Philly McMahon on the gym exercise that all defenders should have in their programmes 4 years ago

Philly McMahon on the gym exercise that all defenders should have in their programmes

They never stop.

One of the most notable aspects of Philly McMahon's well-rounded game is his strength and speed. The Ballymun Kickhams defender has a bulging chest, a stocky pair of legs and a big pair of arms.


You just know by watching him play that this is a man who spends long hours in the gym, long hours working on his speed, his power and his explosiveness.

In fairness, he must be a bit of a nightmare to mark for a corner forward. Not only will he be stronger than you, but he's no slouch either and his sticky and tight marking tendencies ensure his men never get an inch.

The All-Ireland winning defender will play for Ballymun Kickhams this weekend in their Dublin senior football semi-final against Kilmacud Crokes, but don't think for a second that he's been tapering off in the build-up to it.

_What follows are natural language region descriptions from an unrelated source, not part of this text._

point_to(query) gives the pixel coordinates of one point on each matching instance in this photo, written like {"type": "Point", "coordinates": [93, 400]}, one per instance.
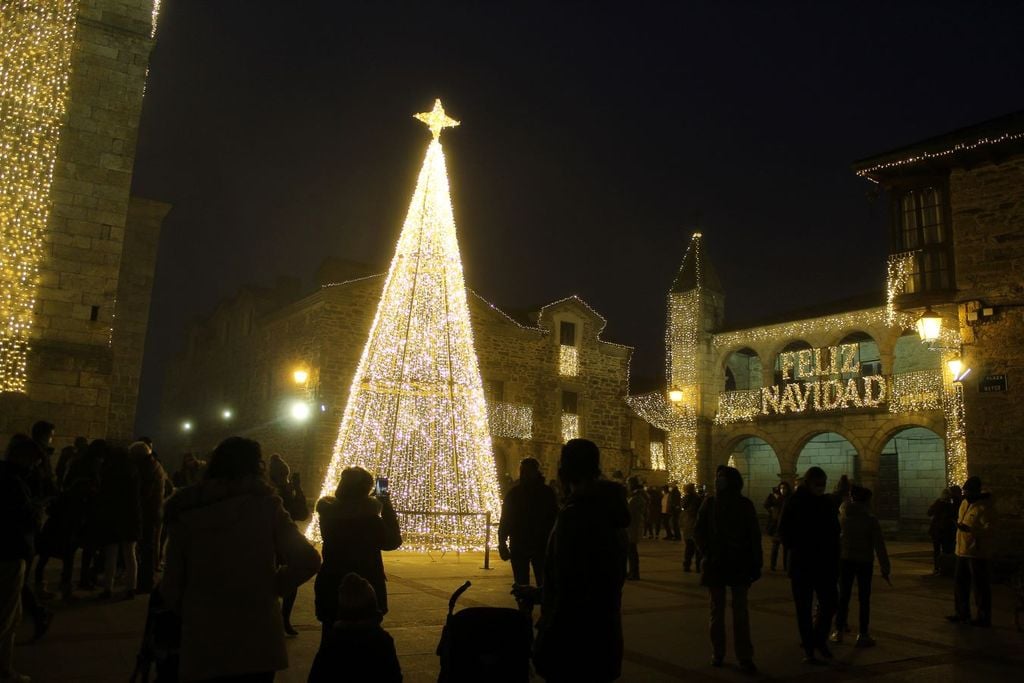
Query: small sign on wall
{"type": "Point", "coordinates": [992, 383]}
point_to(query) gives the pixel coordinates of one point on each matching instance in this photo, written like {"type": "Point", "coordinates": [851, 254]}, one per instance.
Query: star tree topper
{"type": "Point", "coordinates": [436, 120]}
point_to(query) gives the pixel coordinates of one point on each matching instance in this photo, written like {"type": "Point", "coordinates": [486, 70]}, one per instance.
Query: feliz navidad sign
{"type": "Point", "coordinates": [822, 379]}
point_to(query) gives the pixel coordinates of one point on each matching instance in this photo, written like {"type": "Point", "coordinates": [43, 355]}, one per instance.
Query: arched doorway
{"type": "Point", "coordinates": [911, 473]}
{"type": "Point", "coordinates": [830, 452]}
{"type": "Point", "coordinates": [757, 461]}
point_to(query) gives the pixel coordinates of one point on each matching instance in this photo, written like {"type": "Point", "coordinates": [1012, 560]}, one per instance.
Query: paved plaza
{"type": "Point", "coordinates": [665, 619]}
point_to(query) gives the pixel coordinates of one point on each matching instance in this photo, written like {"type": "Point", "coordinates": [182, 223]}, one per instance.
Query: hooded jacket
{"type": "Point", "coordinates": [860, 539]}
{"type": "Point", "coordinates": [231, 551]}
{"type": "Point", "coordinates": [979, 514]}
{"type": "Point", "coordinates": [580, 635]}
{"type": "Point", "coordinates": [354, 532]}
{"type": "Point", "coordinates": [729, 537]}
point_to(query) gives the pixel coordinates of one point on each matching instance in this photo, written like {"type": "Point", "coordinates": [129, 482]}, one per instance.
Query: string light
{"type": "Point", "coordinates": [960, 146]}
{"type": "Point", "coordinates": [570, 427]}
{"type": "Point", "coordinates": [416, 411]}
{"type": "Point", "coordinates": [510, 420]}
{"type": "Point", "coordinates": [568, 360]}
{"type": "Point", "coordinates": [35, 65]}
{"type": "Point", "coordinates": [898, 268]}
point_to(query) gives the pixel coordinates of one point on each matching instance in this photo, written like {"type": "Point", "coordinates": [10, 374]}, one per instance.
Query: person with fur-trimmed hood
{"type": "Point", "coordinates": [356, 648]}
{"type": "Point", "coordinates": [355, 527]}
{"type": "Point", "coordinates": [974, 555]}
{"type": "Point", "coordinates": [232, 551]}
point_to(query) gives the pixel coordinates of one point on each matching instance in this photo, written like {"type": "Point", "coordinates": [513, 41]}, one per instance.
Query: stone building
{"type": "Point", "coordinates": [548, 375]}
{"type": "Point", "coordinates": [957, 215]}
{"type": "Point", "coordinates": [853, 387]}
{"type": "Point", "coordinates": [98, 248]}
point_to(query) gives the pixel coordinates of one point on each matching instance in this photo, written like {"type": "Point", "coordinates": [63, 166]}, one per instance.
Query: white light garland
{"type": "Point", "coordinates": [568, 360]}
{"type": "Point", "coordinates": [960, 146]}
{"type": "Point", "coordinates": [36, 43]}
{"type": "Point", "coordinates": [416, 411]}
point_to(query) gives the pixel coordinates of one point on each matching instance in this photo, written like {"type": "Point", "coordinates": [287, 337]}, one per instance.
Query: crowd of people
{"type": "Point", "coordinates": [217, 543]}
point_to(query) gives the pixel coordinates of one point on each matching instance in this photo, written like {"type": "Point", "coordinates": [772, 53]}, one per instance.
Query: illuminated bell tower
{"type": "Point", "coordinates": [695, 310]}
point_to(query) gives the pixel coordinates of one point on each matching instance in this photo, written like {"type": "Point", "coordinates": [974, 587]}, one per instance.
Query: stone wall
{"type": "Point", "coordinates": [988, 228]}
{"type": "Point", "coordinates": [71, 363]}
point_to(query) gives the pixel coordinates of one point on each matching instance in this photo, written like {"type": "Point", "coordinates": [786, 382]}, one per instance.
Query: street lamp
{"type": "Point", "coordinates": [957, 370]}
{"type": "Point", "coordinates": [929, 326]}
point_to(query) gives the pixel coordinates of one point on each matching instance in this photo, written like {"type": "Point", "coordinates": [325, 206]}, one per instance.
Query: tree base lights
{"type": "Point", "coordinates": [416, 410]}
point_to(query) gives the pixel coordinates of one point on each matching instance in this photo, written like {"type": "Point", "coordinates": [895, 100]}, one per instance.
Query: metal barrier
{"type": "Point", "coordinates": [486, 526]}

McMahon goes to the gym every week of the season. No breaks. No resting. No bullshit.

"We'd make sure we'd hit the gym for the whole season. Some teams do it more sporadically, they do gym sessions and then taper off towards the end of the season," he told SportsJOE.

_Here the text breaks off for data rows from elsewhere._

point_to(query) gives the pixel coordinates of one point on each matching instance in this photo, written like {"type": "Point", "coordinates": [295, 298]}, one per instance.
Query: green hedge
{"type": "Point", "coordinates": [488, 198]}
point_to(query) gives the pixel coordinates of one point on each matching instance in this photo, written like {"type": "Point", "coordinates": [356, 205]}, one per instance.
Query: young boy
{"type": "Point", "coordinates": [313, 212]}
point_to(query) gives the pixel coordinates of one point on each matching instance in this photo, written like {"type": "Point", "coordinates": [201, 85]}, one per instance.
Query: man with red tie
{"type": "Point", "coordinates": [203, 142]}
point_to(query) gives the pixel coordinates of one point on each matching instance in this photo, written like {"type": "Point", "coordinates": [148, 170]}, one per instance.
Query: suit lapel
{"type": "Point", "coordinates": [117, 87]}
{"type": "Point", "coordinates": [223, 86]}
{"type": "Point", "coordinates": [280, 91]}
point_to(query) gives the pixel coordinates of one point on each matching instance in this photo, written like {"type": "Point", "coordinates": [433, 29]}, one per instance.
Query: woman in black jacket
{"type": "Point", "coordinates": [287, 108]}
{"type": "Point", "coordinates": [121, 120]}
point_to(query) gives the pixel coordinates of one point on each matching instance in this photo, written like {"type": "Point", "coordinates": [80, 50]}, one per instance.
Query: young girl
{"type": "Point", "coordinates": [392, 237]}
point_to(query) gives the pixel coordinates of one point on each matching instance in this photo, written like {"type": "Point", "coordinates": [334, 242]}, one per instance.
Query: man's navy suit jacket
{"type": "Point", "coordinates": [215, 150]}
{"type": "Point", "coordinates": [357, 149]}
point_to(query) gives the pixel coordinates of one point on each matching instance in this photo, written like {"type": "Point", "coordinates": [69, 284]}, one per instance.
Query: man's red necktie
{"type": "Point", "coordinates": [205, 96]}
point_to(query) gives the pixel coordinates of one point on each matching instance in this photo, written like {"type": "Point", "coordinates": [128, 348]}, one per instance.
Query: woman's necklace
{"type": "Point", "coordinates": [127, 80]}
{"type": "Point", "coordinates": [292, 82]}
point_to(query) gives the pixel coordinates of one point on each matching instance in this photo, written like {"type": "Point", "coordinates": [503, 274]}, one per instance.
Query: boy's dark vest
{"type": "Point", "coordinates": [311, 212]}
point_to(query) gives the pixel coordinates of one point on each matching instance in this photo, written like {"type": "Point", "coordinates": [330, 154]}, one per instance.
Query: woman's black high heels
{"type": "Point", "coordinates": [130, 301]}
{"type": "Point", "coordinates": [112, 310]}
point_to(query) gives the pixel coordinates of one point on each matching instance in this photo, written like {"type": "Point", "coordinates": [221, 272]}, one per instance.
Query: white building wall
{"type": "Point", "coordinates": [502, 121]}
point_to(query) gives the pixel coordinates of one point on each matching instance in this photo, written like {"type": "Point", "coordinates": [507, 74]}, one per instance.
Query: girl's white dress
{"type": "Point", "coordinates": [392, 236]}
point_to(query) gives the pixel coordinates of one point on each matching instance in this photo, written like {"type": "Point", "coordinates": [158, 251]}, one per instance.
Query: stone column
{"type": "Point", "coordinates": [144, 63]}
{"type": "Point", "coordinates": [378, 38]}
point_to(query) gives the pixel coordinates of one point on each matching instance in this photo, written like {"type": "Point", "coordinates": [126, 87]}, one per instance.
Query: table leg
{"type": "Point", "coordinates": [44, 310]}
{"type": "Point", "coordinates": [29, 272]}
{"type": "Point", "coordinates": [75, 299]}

"We just do it consistently throughout. Nothing changes, even the week of an All-Ireland final. It's important for me that I'm consistent and that our repetition is good the whole season," he said.

The Ballymun captain appreciates the difference between power, and strength, and for him, as a corner back, it's more important to be working on that power with both upper and lower-body exercises.

If you were in his presence in the gym, he'd be spending most of his time hogging the squat racks, performing dead-lifts, cleans and explosive lifts as well as some plyometrics and bounding exercises.


It's all snappy, it's all explosive.

"As a defender, it's important to have power and speed, so a lot of Olympic lifting and explosive exercises.

"Power is moderate weight with fast movements," he added.

For many young lads, the aim will be to build a base, to build strength. According to the 30-year-old, the key in this instance is to lift heavier weights but at a slower pace and for less reps.

"It depends on a lot of things, though, say if you're an endurance player, maybe a midfielder, you'll probably be tailoring around that.

"If you're a young lad, you'll be trying to build your strength up, you'll be lifting heavy weights but with slow movements," he concluded.